Nicolas Stemann leitet ab der Saisaon 2019/2020 das renommierte Zürcher Schauspielhaus Foto: dpa

Warum Regisseur Nicolas Stemann als Intendant für das Schauspiel Zürich eine gute Wahl sein könnte

Stuttgart - Ulrich Khuon bleibt in Berlin am Deutschen Theater. Burkhard C. Kosminski kommt 2018 nach Stuttgart. Und nun geht Nicolas Stemann (49) 2019 nach Zürich. Was mit dem Wiener Burgtheater passiert, ist weiter offen. Unter den Namen, die kursieren, ist auch des aktuellen Chefs des Bayerischen Staatsschauspiels in München, Martin Kusej, den man in den 1990ern in Stuttgart als Regisseur schätzte. Wer dann seine Nachfolge antreten könnte – unklar. Vielleicht die bisherige Züricher Intendantin Barbara Frey, die ihren Vertrag nicht verlängert und dem Burgtheater eine Absage erteilt hat.

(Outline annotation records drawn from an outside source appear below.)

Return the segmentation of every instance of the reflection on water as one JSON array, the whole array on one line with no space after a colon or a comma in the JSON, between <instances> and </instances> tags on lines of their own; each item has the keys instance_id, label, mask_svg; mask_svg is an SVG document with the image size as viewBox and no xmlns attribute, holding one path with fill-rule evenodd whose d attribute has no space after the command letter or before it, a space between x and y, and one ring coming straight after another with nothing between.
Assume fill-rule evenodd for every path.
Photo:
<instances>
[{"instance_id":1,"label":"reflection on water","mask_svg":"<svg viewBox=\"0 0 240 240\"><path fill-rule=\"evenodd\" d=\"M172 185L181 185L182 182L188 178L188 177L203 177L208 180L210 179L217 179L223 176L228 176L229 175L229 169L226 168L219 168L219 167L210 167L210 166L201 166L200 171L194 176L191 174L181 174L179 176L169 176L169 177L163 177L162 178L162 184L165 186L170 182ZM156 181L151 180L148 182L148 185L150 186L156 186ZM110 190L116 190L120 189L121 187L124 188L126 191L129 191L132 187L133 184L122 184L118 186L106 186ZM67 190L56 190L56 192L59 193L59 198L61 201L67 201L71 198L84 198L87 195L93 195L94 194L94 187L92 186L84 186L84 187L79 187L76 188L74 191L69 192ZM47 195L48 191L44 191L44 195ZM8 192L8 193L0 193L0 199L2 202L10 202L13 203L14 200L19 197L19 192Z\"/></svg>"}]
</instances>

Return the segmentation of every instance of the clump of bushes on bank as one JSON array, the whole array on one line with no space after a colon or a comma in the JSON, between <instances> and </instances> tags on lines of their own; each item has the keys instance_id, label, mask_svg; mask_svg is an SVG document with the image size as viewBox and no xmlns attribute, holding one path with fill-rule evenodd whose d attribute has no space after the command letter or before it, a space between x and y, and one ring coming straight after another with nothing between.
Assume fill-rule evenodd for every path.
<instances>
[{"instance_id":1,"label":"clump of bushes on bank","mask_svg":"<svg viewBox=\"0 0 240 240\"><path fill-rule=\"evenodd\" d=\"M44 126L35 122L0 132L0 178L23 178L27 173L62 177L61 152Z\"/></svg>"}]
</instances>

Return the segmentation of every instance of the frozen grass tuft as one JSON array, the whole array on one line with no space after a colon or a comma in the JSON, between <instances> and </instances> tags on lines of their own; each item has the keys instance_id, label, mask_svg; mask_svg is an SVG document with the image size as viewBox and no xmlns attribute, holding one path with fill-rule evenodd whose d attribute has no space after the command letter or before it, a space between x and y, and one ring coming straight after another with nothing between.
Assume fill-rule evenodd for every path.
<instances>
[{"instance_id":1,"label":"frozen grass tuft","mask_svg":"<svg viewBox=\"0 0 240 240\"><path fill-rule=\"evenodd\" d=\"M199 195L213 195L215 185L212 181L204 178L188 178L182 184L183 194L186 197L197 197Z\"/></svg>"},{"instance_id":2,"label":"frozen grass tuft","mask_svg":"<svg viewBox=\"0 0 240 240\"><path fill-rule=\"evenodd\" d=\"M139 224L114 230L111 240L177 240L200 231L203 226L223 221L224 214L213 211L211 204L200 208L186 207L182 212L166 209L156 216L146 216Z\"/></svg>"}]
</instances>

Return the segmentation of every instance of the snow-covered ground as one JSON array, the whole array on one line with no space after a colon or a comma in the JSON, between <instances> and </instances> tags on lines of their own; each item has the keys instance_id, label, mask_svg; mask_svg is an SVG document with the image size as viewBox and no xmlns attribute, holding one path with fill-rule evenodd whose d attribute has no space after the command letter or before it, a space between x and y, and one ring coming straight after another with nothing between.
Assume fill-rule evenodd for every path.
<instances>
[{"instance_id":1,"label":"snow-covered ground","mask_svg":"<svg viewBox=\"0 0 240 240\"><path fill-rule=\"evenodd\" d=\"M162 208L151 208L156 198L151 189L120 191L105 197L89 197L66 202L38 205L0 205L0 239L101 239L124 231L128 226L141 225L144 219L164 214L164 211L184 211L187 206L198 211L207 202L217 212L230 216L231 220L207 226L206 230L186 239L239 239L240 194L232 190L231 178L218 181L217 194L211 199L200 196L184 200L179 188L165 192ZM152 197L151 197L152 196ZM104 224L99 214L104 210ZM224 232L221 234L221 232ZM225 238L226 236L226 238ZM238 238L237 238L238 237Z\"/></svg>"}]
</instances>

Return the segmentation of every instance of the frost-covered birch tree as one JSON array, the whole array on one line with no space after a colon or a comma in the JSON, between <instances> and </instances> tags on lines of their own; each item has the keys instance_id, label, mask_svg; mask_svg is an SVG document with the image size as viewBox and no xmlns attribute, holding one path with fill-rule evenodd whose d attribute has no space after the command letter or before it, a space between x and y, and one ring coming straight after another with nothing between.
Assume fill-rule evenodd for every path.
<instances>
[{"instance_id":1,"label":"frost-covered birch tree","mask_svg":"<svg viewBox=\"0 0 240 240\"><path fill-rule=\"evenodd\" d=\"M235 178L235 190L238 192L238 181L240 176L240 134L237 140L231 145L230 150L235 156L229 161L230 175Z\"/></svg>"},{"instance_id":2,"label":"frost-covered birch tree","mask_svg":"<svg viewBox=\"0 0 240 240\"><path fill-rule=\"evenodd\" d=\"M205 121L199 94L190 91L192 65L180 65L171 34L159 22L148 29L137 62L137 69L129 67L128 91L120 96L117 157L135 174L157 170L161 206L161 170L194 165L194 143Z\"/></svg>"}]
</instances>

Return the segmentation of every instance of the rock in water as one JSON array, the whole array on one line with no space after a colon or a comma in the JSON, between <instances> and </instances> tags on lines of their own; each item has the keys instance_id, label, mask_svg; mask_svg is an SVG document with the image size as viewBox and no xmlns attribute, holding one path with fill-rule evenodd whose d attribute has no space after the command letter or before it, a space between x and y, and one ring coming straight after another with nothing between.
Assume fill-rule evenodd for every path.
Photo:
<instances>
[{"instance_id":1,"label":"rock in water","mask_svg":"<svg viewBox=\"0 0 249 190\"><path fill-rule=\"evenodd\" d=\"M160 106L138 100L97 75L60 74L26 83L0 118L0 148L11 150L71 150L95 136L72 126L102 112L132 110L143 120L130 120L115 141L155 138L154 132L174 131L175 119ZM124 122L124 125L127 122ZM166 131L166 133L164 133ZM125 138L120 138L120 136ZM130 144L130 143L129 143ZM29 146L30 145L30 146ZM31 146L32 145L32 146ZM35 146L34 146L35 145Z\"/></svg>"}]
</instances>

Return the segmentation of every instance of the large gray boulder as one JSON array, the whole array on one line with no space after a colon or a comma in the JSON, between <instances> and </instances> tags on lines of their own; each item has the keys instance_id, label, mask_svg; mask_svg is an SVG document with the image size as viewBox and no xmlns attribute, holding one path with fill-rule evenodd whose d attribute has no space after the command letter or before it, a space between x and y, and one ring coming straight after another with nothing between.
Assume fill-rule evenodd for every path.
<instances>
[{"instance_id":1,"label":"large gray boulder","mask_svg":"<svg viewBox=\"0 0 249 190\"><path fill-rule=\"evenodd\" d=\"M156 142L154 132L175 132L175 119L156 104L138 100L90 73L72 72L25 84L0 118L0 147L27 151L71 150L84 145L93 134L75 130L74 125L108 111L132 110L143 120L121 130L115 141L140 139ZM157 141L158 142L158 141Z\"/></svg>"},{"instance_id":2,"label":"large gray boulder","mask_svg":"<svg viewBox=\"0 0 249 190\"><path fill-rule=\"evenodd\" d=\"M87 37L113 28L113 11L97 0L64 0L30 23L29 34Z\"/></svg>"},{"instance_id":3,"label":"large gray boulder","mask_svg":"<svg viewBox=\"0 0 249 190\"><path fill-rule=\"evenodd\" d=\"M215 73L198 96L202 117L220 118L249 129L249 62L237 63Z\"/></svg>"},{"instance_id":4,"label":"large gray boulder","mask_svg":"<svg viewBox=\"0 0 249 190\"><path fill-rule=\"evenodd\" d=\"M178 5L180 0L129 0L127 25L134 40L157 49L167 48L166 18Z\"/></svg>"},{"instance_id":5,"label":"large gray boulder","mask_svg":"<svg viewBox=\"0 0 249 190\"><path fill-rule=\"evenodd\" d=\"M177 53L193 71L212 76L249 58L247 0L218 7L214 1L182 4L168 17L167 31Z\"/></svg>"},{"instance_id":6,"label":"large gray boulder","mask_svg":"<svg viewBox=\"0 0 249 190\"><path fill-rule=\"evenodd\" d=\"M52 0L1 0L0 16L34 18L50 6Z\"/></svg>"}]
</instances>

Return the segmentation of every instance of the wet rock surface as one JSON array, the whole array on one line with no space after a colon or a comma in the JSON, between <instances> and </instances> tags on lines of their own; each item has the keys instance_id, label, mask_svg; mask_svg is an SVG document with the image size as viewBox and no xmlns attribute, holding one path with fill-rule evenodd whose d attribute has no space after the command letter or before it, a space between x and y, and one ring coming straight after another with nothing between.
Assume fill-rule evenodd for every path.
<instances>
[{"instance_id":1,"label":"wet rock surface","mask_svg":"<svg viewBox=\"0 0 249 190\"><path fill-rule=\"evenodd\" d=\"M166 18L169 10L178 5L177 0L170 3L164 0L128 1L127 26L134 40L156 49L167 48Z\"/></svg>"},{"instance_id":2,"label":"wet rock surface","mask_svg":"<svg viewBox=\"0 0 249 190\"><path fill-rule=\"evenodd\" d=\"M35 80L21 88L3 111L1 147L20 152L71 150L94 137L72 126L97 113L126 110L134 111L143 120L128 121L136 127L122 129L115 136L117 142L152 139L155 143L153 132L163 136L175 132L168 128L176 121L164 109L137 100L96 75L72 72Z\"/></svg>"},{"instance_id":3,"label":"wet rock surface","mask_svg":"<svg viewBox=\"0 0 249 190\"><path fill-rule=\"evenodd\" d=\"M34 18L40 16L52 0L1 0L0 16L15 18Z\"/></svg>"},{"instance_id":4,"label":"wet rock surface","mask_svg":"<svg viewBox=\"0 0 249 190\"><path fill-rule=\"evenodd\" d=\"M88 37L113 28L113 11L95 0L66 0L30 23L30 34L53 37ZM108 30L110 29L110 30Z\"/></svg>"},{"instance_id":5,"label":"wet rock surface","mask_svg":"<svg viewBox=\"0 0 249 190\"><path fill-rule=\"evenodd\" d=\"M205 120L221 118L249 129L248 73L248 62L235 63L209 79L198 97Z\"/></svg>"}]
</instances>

Bemerkenswert ist Stemanns Wahl vor allem, weil es einiges über die Situation an den von Zuschauer- und Schauspielerschwund gebeutelten Münchner Kammerspielen von Matthias Lilienthal aussagt. Stemann ist Hausregisseur, Benjamin von Blomberg (38), der als Co-Intendant mit nach Zürich gehen wird, ist Chefdramaturg. Wenn zwei wichtige Künstler aus dem Leitungsteam schon jetzt ihren Abschied verkünden, also schon seit Monaten planen, ihren Chef zu verlassen, könnte das bedeuten, dass auch das seit 2015 agierende Leitungsteam in München unglücklich ist. Vielleicht wird auch Lilienthal nicht ewig in München bleiben.

Enttäuschte Schauspieler

Das hervorragende Ensemble der Kammerspiele, das er von den Vor- und Vorvorgängern Johan Simons und Frank Baumbauer übernommen hat, ist schon jetzt auf und davon. Manche verließen das Haus mit großem medialen Echo wie Brigitte Hobmeier, andere (wie Katja Bürkle, das war jüngst in dieser Zeitung nachzulesen) äußern sich erst einige Zeit nach ihrem Abschied. Oder sie nennen gar keine Namen.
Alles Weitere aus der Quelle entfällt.